I was a pretty experienced dad by now and quite familiar with the cornucopia of screams that my kids, and everybody else’s could make. Sound travels quite well on the ranch. I could be sitting on the deck with a glass of Bordeaux, enjoying the sunset, and collecting screams, much as a birdwatcher might record a great blue heron or a yellow bellied sapsucker. “Oh that’s Nick. He hurt himself. Not too badly.” “Wow that’s Eva. Nobody screams like Eva. She’s mad at her sister.” “Oops. That’s one of mine. Sounds borderline.” To my experience, only one scream in 5 really needed intervention.
But this was a scream like no other. An emotional keening that made the hair go up on the back of my neck and over the top and down the front. It perfectly communicated that there was a crack in the firmament. Santa Clause shot god. Something unimaginable must have happened, and it did. Before I rounded the kitchen counter, Lyra levitated into the room. I don’t know for sure if her feet were touching the floor the way she moved, it was like an apparition. Anyway I was looking at her hands not her feet. In one hand was Cawnmuffin and in the other was his tail. Lyra was vibrating from head to toe so I handed her off to the nurse and took the other victim and his tail. Ah but his tail was still attached, it was his tail pelt, the tail cover, the tail end so to speak that I held – at a distance – in my hand. Cawnmuffin looked at me with such reproach I was compelled to say, “I didn’t do it.” But now the light dawned.
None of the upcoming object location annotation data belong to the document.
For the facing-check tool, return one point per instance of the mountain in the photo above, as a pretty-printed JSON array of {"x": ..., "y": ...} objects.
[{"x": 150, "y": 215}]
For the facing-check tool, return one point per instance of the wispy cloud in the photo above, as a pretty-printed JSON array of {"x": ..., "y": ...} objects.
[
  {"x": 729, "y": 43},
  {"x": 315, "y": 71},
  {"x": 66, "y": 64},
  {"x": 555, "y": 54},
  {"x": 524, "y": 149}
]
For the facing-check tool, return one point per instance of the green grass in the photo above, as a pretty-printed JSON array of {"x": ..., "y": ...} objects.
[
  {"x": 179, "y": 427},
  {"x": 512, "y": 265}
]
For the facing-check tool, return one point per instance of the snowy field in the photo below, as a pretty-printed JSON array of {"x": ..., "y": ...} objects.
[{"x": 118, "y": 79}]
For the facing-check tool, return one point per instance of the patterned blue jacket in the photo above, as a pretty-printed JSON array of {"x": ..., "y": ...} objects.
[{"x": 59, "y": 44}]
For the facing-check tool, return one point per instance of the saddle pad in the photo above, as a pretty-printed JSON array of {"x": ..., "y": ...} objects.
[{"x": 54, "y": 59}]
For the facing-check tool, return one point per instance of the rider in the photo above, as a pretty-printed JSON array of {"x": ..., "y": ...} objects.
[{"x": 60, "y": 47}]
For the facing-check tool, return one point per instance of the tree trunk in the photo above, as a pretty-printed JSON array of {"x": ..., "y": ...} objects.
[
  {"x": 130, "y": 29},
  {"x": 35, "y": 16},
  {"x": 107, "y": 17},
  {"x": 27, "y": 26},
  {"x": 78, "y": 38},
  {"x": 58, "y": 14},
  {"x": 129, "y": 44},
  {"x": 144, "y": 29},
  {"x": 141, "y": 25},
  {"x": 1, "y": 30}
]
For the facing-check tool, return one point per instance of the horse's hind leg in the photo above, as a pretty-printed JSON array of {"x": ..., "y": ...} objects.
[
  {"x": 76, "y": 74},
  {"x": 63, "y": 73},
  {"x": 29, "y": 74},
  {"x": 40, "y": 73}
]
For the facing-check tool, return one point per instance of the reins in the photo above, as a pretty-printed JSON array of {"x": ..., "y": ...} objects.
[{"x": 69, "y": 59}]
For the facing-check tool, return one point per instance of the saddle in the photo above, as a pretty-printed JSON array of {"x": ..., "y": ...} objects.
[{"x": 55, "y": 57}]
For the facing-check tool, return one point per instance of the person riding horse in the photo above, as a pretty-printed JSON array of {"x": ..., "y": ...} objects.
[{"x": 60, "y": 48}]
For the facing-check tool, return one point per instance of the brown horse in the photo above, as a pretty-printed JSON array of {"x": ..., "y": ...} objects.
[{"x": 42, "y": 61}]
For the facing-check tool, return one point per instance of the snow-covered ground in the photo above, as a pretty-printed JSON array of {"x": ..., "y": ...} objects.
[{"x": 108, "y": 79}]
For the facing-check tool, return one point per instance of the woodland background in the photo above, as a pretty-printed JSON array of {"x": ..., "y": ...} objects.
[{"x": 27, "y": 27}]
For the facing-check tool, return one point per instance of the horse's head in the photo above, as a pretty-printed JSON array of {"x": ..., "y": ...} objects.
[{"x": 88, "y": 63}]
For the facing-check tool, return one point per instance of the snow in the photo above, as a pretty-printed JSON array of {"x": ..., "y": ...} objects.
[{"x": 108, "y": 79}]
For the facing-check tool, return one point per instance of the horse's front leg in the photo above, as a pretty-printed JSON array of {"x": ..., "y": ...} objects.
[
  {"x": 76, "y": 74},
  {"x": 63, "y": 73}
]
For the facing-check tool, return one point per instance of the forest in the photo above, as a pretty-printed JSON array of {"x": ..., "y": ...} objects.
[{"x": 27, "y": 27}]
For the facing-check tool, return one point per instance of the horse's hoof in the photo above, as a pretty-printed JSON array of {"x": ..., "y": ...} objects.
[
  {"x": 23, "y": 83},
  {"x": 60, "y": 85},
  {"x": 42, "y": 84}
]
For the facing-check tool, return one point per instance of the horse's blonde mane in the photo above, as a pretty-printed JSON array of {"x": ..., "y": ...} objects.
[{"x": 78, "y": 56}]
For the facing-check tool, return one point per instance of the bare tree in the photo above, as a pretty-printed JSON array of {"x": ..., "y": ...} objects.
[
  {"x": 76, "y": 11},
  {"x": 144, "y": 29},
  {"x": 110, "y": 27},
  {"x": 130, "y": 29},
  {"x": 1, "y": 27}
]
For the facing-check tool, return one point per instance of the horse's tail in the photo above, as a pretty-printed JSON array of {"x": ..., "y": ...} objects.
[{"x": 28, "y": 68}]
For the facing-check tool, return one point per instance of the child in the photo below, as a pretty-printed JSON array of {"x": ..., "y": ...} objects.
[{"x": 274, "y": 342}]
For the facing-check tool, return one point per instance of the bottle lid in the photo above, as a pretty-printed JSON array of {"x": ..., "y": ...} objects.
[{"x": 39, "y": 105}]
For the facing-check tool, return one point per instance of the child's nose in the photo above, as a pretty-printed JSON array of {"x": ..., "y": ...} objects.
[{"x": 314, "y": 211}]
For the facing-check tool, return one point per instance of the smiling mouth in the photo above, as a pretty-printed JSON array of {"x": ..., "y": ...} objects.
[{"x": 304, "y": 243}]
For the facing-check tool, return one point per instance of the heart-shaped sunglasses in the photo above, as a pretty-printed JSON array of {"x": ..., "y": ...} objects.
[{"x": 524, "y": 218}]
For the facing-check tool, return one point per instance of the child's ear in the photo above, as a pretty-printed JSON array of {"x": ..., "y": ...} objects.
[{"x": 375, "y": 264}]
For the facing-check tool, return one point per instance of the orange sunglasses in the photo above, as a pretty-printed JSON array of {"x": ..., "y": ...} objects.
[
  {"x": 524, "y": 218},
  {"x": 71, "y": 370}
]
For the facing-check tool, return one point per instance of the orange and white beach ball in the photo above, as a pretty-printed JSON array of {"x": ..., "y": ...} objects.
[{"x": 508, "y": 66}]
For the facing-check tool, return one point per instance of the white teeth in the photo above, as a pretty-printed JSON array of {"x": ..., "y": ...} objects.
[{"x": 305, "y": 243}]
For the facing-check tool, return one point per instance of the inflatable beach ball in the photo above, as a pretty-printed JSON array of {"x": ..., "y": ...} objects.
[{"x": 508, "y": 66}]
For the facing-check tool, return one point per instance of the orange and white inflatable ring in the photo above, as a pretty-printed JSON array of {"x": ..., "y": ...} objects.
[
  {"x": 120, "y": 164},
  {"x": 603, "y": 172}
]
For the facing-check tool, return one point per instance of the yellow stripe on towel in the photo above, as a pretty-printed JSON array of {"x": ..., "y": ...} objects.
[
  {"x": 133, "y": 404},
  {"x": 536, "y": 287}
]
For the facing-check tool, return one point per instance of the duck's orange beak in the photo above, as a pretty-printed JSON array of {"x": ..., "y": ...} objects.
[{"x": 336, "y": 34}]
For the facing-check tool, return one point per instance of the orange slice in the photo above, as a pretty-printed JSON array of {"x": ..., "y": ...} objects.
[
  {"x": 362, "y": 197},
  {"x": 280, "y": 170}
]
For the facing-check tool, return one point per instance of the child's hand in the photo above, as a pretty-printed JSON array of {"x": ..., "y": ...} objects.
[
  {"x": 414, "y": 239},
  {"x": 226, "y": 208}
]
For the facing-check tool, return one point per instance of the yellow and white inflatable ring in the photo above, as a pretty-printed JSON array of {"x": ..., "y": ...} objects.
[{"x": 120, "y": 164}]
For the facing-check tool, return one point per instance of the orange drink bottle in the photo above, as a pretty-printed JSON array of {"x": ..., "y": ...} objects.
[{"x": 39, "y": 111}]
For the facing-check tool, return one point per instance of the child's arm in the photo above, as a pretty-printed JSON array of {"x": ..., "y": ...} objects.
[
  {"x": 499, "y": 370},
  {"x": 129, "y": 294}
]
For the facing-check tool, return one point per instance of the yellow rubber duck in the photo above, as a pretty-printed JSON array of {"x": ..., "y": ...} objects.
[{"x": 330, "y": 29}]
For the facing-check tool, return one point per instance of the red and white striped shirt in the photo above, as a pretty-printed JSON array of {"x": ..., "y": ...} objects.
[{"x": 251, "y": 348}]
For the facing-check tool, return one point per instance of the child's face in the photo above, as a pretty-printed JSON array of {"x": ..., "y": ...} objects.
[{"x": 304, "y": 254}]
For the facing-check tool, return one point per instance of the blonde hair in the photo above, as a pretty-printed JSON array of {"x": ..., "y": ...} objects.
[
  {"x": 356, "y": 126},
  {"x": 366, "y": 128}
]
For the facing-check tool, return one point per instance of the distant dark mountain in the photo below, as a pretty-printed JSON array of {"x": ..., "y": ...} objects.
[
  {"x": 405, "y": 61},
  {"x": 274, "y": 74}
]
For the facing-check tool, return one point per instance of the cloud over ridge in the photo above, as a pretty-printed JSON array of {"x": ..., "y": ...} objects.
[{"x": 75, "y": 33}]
His tail, cartilage and bone, was still very much attached, it was simply denuded. Lyra must have torn the skin this morning, which explained the blood, then one more pull on returning from the parade finished the job. Shelley and I exchanged victims. She disappeared into the bathroom and I took Lyra. She couldn’t cry. She couldn’t speak. She was in shock. “It will be ok honey, I told you not to pull on his tail,” Wrong thing to say. Revved her right up again, now with guilt added; it’s that old Catholic touch. After a few minutes I got her down to about 120 decibels and her mother came back with a restored gerbbull. She had worked the skin back on and taped it together. She held her creation up to Lyra and I said, “That’s never gonna work, you should know that you’re a nurse.” Wrong thing to say again. It’s called diplomacy – that talent that I don’t have. I was right of course, the graft fell off, leaving him with a stump too short to grab. On the bright side Cawnmuffin survived.
He was a tough gerrbull who had many more adventures. Lyra learned the hard lesson of action and consequences at a tender age, and I learned that no matter how many gray hairs fatherhood can bring, you can always get more.